The military culture is one appropriately dedicated to developing warriors, one that treasures strength, courage and sacrifice. As OEF/OIF have demonstrated, psychiatric casualties are much larger than originally anticipated. Prolonged and repeated exposure to combat takes a considerable psychological toll. Our soldiers and Veterans struggle to understand their experiences and the consequences of killing. Traditional mental health approaches are simply not effective at reaching our soldiers and Veterans, an outcome that is not particularly surprising. Traditional mental health approaches talk almost exclusively in the language of illness, contrary to the very core of military training. For many of our Veterans the notion of illness and disorder is synonymous with personal failing and weakness, only serving to compound existing shame and guilt. We need to move away from the traditional language of pathology and talk about the issue of optimal performance and resilience.
It is critical for both the Department of Defense (DoD) and VA to reach Veterans by “normalizing” the combat experience and subsequent adjustment. This can take many forms, but it is essential that early in training all soldiers be exposed to training targeting the consequences of killing, talking in specific terms about post-combat adjustment. Not a single soldier comes out of combat the way that they went in; combat is a life altering experience. We can do a better job of helping our warriors understand the normal adjustment problems experienced following combat, eliminating the possibility that subsequent psychological problems will be attributed to personal failings and weakness. As the Air Force Suicide Prevention Program demonstrated, the impact of high-ranking leaders cannot be underestimated. Nothing is more powerful to a struggling enlisted man or woman, hesitant to seek care, than to see a commander talk openly and honestly about his or her own difficulties following combat.

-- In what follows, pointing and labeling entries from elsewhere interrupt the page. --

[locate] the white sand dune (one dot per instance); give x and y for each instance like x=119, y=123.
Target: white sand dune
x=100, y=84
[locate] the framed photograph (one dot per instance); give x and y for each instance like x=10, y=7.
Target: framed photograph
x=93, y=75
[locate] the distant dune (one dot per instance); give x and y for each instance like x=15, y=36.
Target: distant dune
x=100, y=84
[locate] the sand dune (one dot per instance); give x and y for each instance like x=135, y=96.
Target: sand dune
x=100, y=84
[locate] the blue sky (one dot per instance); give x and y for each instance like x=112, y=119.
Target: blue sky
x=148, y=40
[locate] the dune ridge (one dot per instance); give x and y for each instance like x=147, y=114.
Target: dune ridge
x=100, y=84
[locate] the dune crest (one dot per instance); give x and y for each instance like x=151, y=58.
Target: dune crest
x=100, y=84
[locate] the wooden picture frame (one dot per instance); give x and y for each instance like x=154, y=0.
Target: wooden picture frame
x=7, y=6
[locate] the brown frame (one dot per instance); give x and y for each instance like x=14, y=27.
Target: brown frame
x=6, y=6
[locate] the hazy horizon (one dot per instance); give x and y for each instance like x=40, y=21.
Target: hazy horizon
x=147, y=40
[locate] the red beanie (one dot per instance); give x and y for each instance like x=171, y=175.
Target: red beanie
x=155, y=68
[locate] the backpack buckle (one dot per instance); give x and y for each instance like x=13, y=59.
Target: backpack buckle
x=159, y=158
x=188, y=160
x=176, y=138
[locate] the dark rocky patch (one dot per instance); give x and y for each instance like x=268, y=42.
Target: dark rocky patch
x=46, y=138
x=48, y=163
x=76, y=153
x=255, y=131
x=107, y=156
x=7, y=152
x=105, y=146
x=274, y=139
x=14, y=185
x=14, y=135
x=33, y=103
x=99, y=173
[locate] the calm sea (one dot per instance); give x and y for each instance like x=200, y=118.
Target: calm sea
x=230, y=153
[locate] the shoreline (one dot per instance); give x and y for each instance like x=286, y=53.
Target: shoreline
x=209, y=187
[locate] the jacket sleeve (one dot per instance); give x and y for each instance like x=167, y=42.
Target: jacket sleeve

Similarly, it is important for the VA to recognize that they fight a longstanding image as an inflexible and unresponsive bureaucracy. There is a need to stretch existing boundaries and explore public-private partnerships that provide new service alternatives for our Veterans. As an example, given that an estimated 500,000 Veterans will make their way to college and university campuses over the next decade, the VA should consider the placement of providers on campuses around the country. The VA will need to go to where the Veterans are in order to reach the seventy percent hesitant to seek care. We would certainly welcome such a partnership. Similarly, expansion of the existing VA system may not be the most effective expenditure of available funds. As is well known among suicide researchers, a large percentage of those that take their own lives see primary care providers in the month prior to their death. Although the VA has improved training for primary care providers within their system, why not explore other potential partnerships with private medical centers?
The problems experienced by today’s Veterans demonstrate an undeniable truth, traditional approaches do not reach those in greatest need. We need to think outside of the box, experiment with non-traditional approaches, set aside the language of mental illness and pathology, and put our Veterans first.